Quads Burning Using Elliptical Machine

Shawn2

New member
I am an overweight guy that spent 10 years sitting at my computer and was at 420 on June 3/16 and I am down to 358 as of today. I started going to the gym 2 weeks ago so I can work on my muscles as they are extremely weak. I have been using certain machines regularly like the Bike, Treadmill and upper body and some machines for my legs. Today I tried the elliptical and I was not on it for more than 10 seconds and my quads were burning so bad I had to stop. I tried it again a little while later and I stayed on it for 20 seconds but again my quads and even my lower legs were burning. My question is about what types of exercises can I do to strengthen those muscles? I would like to use this machine but 20 seconds is not very much.
 
Start on the treadmill walking for 10 minutes and slowly increase the speed, week by week. As a beginner at the gym, you really need to take it slow otherwise you will burn out too fast and have to stop going.

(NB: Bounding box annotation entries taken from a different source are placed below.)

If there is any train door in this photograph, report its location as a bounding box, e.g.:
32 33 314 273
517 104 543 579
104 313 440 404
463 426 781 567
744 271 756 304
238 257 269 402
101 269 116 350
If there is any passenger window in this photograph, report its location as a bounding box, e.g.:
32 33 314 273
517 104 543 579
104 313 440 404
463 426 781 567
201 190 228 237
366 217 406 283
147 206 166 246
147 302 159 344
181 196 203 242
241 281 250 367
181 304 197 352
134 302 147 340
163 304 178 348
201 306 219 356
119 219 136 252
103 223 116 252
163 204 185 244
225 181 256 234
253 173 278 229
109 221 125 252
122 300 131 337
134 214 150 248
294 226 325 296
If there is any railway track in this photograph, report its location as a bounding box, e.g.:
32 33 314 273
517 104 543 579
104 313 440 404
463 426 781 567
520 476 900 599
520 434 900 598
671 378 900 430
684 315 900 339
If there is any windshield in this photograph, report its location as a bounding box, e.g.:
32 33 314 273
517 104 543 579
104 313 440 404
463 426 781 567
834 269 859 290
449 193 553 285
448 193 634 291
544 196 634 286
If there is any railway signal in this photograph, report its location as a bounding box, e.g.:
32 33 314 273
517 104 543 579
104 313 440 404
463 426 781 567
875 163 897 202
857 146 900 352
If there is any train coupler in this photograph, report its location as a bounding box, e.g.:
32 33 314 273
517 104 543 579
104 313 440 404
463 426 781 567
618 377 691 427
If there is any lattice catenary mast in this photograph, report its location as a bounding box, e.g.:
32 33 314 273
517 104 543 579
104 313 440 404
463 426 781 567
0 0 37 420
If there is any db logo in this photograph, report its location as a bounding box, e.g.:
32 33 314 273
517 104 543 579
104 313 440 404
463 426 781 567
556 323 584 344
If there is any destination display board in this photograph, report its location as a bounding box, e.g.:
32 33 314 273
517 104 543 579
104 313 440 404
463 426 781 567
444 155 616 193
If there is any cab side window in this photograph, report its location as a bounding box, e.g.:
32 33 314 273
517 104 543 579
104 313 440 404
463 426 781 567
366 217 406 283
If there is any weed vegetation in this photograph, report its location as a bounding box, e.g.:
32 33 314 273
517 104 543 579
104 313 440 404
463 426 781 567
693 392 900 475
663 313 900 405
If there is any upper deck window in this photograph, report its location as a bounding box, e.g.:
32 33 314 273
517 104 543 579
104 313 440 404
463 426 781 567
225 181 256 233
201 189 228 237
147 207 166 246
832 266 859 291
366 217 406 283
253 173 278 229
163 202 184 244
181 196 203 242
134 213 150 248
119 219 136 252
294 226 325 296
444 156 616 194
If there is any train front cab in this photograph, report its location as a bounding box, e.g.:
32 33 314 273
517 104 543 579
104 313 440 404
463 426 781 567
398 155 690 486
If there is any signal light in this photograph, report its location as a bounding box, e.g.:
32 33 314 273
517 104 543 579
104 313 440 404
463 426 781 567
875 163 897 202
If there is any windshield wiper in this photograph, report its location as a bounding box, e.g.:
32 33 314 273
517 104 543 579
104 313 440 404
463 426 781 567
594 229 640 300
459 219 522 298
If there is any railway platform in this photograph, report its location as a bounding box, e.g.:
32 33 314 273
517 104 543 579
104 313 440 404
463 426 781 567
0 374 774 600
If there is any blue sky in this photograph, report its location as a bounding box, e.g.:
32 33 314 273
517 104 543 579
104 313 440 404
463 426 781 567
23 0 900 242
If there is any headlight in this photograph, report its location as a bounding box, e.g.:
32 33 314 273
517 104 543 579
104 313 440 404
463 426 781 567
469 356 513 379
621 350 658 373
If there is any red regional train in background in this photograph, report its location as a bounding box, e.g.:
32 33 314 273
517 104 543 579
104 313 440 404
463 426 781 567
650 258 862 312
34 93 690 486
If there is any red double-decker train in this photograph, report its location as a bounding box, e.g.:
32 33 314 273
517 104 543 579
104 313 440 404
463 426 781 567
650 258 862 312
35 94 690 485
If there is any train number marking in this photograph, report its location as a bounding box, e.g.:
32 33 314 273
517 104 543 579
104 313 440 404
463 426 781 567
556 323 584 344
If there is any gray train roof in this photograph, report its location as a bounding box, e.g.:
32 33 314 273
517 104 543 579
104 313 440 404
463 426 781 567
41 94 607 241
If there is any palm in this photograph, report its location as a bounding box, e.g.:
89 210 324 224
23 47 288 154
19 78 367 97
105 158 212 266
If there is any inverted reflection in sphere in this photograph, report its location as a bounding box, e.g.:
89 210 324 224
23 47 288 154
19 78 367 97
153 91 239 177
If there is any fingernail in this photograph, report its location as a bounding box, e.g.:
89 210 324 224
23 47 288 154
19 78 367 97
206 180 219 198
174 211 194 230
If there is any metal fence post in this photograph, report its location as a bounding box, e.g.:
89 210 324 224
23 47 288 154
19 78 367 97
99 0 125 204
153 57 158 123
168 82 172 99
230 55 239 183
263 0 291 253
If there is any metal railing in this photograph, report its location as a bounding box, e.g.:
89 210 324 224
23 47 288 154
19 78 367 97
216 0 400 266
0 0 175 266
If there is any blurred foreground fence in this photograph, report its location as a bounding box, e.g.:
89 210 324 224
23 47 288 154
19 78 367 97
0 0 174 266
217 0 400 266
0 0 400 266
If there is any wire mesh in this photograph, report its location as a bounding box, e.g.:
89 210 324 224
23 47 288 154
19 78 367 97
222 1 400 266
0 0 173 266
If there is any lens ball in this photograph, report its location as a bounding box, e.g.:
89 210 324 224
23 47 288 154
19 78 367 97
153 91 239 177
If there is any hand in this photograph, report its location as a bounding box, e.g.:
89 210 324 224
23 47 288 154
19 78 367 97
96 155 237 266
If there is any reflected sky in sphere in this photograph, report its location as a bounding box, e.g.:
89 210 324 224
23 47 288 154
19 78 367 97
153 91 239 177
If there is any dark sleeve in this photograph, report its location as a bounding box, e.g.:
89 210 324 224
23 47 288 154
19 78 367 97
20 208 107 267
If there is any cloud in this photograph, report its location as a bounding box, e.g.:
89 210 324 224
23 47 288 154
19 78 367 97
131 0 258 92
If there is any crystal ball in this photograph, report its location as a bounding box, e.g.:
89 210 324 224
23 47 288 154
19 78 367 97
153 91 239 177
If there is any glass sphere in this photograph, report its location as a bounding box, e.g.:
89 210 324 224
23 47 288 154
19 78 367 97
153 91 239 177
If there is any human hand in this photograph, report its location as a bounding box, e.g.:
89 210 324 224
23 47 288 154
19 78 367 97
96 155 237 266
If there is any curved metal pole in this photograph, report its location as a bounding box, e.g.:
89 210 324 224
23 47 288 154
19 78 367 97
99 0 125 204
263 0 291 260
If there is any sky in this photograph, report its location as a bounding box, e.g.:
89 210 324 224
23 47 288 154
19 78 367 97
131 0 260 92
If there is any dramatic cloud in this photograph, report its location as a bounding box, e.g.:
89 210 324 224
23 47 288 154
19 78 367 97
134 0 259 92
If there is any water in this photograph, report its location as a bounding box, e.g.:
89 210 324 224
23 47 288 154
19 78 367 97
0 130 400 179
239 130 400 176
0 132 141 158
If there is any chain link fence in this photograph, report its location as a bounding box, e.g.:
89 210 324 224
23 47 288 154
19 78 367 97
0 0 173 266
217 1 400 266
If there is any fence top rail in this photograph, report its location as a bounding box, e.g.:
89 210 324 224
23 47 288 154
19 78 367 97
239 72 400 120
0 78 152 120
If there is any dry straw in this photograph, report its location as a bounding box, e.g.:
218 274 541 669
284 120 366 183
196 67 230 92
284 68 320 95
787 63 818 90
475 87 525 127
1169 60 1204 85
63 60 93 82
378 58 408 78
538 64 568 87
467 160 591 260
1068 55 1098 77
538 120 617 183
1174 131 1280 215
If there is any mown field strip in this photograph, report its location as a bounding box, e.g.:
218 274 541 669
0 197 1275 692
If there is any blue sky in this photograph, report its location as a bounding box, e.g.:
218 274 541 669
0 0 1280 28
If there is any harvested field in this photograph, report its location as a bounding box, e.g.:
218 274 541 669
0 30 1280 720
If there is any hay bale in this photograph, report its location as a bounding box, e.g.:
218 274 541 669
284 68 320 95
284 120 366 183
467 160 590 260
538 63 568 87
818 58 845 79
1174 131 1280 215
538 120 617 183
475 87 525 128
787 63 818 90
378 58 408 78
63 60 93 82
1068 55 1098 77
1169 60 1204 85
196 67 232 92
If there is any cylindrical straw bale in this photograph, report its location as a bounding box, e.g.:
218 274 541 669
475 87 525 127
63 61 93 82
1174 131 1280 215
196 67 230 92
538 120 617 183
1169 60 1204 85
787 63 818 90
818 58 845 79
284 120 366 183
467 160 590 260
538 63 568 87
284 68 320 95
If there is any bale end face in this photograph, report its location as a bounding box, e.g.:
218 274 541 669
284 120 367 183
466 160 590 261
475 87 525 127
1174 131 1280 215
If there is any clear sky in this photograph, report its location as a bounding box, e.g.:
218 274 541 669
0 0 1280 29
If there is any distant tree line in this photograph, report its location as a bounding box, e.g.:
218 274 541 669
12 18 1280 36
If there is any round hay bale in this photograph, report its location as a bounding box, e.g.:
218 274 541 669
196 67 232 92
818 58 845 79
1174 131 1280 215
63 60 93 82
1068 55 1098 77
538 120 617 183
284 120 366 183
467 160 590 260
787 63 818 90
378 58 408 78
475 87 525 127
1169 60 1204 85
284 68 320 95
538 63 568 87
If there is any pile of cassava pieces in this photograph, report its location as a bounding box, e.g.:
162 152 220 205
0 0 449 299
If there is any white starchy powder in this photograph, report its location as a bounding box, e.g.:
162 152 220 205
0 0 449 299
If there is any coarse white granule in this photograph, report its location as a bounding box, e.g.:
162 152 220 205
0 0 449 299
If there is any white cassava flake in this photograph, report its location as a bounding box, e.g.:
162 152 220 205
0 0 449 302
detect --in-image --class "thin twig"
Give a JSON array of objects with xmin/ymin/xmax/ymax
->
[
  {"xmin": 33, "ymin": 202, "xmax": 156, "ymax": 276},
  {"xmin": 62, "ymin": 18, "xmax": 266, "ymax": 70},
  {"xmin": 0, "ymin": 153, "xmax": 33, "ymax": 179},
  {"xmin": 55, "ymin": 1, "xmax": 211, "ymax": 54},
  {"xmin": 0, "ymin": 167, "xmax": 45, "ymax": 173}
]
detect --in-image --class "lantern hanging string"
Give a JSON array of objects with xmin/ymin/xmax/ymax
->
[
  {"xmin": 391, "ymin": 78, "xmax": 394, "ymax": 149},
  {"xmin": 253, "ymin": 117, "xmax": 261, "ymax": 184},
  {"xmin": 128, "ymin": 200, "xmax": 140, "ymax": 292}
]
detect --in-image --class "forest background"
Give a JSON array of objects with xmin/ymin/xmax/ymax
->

If you are doing weights, aim for 15-20 reps for most exercises. For the average person, high reps is better than low reps unless you are a competing athlete or body builder.

You will get there. Just takes time and patience.
 
Start on the treadmill walking for 10 minutes and slowly increase the speed, week by week. As a beginner at the gym, you really need to take it slow otherwise you will burn out too fast and have to stop going.

If you are doing weights, aim for 15-20 reps for most exercises. For the average person, high reps is better than low reps unless you are a competing athlete or body builder.

You will get there. Just takes time and patience.
Hi, Thanks for the reply, I usually do 3.5 miles on the bike, then 10 min on treadmill then I use the other machines for my arms, and back, plus I been using a machine that you pull a rope down over and over. I am able to walk further and stand longer than I could before and I know its going to take time. I also noticed my knees are awful weak. I tried doing kettlebells and wow did my knees hurt trying to bend down and push myself back up.
 
Kettle bells are a little advanced. I would stay away from those for now. Proper for is really important and I've seen a lot of fit people doing it wrong. Can cause all sorts of other problems in the back, knees, etc.

One of the biggest issues for everyone is the knees, but it's not just the strength but stability. Try standing on a BOSU or balance board for 30s every time you are at the gym. Slowly work up to 2m. From there, you can try balancing on 1 foot, do slow squats and even close your eyes. (not all at the same time -- just different ideas to increase the difficulty).